= Norman Bethune Sanson =

Norman Bethune Sanson (1862–1949) was the curator of the Banff Park Museum in Banff, Alberta from 1896 to 1932. Sanson traveled extensively through Banff, Yoho and Kootenay National Parks to collect specimens for the museum, and continued to volunteer for the museum for fifteen years after his retirement.

Sanson was born in Toronto in 1862, the son of a clergyman. He traveled to the Canadian West with the Queen's Own Rifles, who were involved in the suppression of the North-West Rebellion of 1885. Finding employment as a bookkeeper at the Mount Brett sanatorium he became acquainted with a Mr. McLeod who was curator of the museum and the park meteorologist. Sanson took over McLeod's work on McLeod's death in 1896. In addition to his work at the Park Museum, he was a zookeeper at the Banff Zoo, established in 1905 on the grounds behind the Museum.

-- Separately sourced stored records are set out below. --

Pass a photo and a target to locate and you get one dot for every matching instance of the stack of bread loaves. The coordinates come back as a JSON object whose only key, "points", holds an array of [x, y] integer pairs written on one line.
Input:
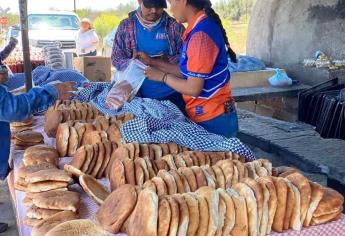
{"points": [[224, 174], [64, 111], [183, 175], [27, 138], [45, 185], [250, 207], [72, 135]]}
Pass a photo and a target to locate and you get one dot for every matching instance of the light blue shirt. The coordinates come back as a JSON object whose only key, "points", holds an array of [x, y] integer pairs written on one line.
{"points": [[153, 42]]}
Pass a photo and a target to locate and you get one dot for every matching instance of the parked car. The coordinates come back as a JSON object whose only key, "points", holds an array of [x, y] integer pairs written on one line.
{"points": [[49, 27], [108, 42]]}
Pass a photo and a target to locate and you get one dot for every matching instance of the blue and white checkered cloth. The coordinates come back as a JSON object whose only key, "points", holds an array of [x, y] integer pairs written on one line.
{"points": [[162, 122]]}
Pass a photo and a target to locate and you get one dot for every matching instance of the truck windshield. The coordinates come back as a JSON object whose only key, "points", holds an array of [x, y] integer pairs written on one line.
{"points": [[53, 22]]}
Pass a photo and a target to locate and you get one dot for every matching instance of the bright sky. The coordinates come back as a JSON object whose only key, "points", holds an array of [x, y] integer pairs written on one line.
{"points": [[67, 5]]}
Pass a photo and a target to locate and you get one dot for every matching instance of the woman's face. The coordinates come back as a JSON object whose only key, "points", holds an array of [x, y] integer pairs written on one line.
{"points": [[178, 8]]}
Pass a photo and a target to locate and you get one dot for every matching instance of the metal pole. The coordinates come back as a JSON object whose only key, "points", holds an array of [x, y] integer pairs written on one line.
{"points": [[23, 9]]}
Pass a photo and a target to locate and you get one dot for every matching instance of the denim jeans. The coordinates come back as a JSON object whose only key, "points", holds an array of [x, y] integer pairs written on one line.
{"points": [[225, 125], [5, 143]]}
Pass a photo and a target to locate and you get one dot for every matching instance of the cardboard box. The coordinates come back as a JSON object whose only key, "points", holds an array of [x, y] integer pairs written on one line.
{"points": [[95, 69]]}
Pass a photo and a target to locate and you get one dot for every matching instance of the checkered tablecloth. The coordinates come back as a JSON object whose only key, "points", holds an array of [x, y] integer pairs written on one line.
{"points": [[162, 122], [88, 207]]}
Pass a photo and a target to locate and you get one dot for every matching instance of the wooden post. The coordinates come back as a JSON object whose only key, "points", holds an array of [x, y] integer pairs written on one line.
{"points": [[23, 10]]}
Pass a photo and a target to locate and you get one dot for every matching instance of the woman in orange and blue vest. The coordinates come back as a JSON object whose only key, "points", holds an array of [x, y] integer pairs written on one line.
{"points": [[202, 76]]}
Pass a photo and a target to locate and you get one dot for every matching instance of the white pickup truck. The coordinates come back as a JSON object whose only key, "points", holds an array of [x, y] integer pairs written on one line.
{"points": [[49, 27]]}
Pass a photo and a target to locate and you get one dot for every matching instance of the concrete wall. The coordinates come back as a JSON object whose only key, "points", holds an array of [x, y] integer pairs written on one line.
{"points": [[285, 32]]}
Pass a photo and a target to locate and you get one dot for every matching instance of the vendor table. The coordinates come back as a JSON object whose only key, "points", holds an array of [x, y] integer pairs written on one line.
{"points": [[88, 207], [260, 93]]}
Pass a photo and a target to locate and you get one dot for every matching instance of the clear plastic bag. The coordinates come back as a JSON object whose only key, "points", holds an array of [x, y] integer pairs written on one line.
{"points": [[280, 79], [127, 84]]}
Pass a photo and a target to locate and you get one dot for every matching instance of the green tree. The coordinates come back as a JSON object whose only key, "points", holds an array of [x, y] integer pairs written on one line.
{"points": [[105, 23]]}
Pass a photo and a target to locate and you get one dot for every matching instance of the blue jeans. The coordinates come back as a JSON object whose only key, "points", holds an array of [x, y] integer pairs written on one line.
{"points": [[225, 125], [5, 143], [90, 54]]}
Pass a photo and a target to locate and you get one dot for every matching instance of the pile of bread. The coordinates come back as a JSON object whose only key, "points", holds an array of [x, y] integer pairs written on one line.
{"points": [[63, 111], [183, 174], [26, 138], [250, 207], [45, 185], [21, 126], [72, 135]]}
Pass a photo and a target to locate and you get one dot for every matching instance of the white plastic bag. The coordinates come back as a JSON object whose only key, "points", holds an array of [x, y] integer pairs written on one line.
{"points": [[280, 79], [127, 85]]}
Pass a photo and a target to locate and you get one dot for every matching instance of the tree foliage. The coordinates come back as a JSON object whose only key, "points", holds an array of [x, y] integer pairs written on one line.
{"points": [[105, 23], [234, 9]]}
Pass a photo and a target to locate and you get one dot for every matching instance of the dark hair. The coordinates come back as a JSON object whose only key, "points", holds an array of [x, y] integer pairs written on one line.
{"points": [[206, 5]]}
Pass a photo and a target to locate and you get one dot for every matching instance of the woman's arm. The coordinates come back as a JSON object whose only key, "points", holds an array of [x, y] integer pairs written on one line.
{"points": [[191, 87], [21, 107], [160, 64]]}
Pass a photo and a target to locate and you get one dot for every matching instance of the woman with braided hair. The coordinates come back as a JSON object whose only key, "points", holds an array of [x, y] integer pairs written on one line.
{"points": [[202, 76]]}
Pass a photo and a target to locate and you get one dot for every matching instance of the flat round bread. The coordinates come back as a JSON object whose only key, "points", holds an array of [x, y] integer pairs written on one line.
{"points": [[34, 212], [165, 149], [99, 161], [229, 216], [184, 214], [187, 159], [48, 175], [281, 189], [62, 136], [169, 181], [199, 176], [317, 192], [179, 183], [94, 189], [117, 208], [79, 158], [249, 196], [175, 216], [193, 209], [227, 167], [164, 217], [25, 170], [117, 175], [94, 159], [190, 177], [212, 198], [204, 215], [173, 148], [241, 214], [219, 177], [266, 182], [107, 154], [129, 171], [89, 156], [179, 161], [73, 141], [40, 148], [144, 219], [161, 187]]}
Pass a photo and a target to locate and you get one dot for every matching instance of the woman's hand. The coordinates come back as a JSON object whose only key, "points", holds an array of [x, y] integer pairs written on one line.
{"points": [[154, 74], [65, 90], [143, 57]]}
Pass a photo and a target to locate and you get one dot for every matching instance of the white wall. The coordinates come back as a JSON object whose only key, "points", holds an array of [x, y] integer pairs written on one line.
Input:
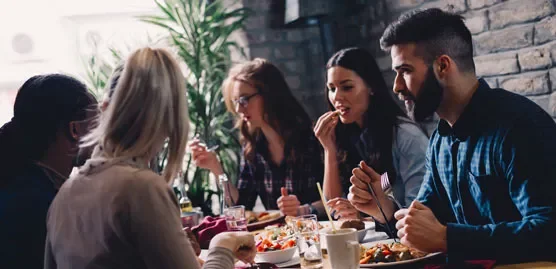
{"points": [[54, 36]]}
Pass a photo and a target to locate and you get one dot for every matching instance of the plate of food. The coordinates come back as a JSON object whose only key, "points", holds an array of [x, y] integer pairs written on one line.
{"points": [[259, 220], [275, 245], [389, 253]]}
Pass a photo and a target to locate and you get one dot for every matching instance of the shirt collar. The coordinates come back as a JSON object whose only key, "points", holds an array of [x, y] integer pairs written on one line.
{"points": [[470, 120]]}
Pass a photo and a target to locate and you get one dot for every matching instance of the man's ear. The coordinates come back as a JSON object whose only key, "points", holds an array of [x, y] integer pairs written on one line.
{"points": [[443, 65], [73, 131]]}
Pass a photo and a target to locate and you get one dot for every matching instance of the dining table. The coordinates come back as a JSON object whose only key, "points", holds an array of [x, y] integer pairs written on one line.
{"points": [[371, 236]]}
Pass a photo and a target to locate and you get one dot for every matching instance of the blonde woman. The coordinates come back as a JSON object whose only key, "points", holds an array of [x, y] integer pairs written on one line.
{"points": [[117, 213]]}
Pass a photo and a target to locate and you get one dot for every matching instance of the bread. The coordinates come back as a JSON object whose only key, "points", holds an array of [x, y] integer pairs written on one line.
{"points": [[354, 223]]}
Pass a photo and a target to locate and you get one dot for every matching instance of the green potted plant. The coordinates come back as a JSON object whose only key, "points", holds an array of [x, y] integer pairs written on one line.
{"points": [[200, 32]]}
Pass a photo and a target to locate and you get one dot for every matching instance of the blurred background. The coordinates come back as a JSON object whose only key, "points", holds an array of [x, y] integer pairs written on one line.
{"points": [[515, 47]]}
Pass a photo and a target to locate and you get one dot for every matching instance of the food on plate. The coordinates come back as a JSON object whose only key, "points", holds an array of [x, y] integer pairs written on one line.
{"points": [[253, 217], [393, 252], [275, 238], [354, 223]]}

In 1931 Sanson accompanied the King and Queen of Siam to the top of Sulphur Mountain. He accompanied King George VI to the top of Tunnel Mountain in 1939. Sanson remained active in the Banff community after his retirement, organizing snowshoeing expeditions and traveling extensively in North America and Europe, hiking in Britain and Europe.

Sanson was in charge of the weather station on Sanson Peak, built there at his suggestion in 1903. The peak was named in his honor in 1948. Sanson made more than 1000 trips to the peak in his capacity as park meteorologist until 1945, when he was 84 years old. Sanson's reports were published in the Banff newspaper under the pseudonym "Seer Altitudinous."

Sanson was a member of the Alpine Club of Canada and was the first president of the Skyline Hikers of the Canadian Rockies. He was active with St. George's Anglican Church in Banff and supported the Canadian Bible Society.